Methods | Data Collection, Discourse Analysis, and Genealogy

Throughout the collection, I have accounted for the geotemporal significance of Iranian video games. What I aspire to is not an archaeological dig in the geological sense, nor a search for the beginning (Foucault 1977, 131). Rather, I seek to show the discourses produced in Iran as a non-discursive practice of the industry. Discourses obey certain rules and require a concretized definition. Specifically, Michel Foucault’s genealogy intends to show a restoration of the conditions for the appearance of a singular idea “born out of multiple determining elements of which it is not the product, but rather the effect” (Foucault 2007, 64). To make something intelligible, according to Foucault, means to show a clear understanding not a closure of an idea. When taking an account or archaeology of an idea, one must place it in the context of “the accidents, the minute deviations—or conversely, the complete reversals—the errors, the false appraisals, and the faulty calculations that gave birth to those things that continue to exist and have value for us; it is to discover that truth or being do not lie at the root of what we know and what we are, but the exteriority of accidents” (Foucault 1977, 146). I seek to not foreclose the idea of genealogical account of games in Iran but rather show how they have demonstrated deviations through space and time. Therefore a geneaology requires the restoration of political consciousness as shown through the apparatus of games.

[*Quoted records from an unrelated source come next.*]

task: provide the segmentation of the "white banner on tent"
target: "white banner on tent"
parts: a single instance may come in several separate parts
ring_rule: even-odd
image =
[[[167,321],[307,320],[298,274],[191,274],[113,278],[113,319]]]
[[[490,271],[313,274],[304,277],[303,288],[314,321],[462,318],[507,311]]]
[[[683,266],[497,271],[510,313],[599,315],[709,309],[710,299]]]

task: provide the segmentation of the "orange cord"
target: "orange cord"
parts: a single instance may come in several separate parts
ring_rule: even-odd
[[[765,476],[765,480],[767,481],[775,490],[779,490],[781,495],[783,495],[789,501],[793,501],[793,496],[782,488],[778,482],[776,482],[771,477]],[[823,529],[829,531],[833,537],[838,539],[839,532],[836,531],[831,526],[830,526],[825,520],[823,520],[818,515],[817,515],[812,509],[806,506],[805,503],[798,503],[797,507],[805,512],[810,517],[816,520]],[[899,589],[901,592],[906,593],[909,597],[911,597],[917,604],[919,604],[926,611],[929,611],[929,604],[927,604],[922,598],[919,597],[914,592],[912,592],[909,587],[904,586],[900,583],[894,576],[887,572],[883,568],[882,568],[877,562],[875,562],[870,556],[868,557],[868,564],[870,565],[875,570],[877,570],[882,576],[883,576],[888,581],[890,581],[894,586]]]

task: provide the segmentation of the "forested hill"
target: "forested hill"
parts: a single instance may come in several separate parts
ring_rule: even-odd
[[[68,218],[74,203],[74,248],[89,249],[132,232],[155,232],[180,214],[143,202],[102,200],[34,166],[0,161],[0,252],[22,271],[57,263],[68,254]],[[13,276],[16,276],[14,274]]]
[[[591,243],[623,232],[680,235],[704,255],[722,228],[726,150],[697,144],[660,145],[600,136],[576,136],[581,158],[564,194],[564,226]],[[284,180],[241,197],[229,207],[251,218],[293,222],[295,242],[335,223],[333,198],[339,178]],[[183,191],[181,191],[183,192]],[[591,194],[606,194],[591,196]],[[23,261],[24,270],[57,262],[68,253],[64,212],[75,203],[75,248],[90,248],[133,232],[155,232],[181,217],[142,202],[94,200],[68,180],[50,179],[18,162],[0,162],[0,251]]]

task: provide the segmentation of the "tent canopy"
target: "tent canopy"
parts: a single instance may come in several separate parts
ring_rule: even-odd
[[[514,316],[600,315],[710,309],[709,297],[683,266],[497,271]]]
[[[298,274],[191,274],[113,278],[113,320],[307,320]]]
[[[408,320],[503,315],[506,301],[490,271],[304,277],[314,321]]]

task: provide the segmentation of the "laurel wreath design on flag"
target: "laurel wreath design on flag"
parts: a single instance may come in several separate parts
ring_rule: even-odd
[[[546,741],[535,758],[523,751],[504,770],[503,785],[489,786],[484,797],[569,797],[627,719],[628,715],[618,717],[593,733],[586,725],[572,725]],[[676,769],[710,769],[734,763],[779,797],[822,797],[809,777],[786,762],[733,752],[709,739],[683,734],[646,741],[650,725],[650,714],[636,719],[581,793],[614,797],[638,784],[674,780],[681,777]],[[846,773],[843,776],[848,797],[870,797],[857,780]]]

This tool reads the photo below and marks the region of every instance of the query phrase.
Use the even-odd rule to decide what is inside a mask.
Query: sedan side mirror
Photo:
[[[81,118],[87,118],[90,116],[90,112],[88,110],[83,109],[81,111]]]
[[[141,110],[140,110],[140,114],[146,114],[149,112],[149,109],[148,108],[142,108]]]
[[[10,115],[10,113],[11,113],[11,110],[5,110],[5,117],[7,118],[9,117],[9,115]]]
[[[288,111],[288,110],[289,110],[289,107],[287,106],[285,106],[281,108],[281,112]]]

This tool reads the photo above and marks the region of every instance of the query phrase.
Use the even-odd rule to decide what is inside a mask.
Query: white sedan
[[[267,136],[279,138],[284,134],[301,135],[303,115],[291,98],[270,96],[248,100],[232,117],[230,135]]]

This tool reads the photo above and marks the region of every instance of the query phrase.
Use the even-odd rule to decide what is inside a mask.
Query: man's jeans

To put it simply, I seek to deconstruct the underlying meanings communicated through cultural artifacts known as games. This method produces how objects manifest a dialectical exchange between on a global and local scale. Beyond Foucauldian thought, this project illustrate interconnections between video games as digital objects, subjectivity, and social worlds. Video games, in Iran and across the globe, manifest as socio-historical discourses and are mutually constituted. Games construct and reconstruct histories and historical imagination and are connected within the social strata across time and space. This comes to fruition in materializations of games because games are often activated forms of knowledges passed down from a cultural context. Oftentimes this can materialize as a persuasive argument by, for, or against, a norm or claim made in a previous game. Therefore, games are as much about a cultural context as they are about culture making.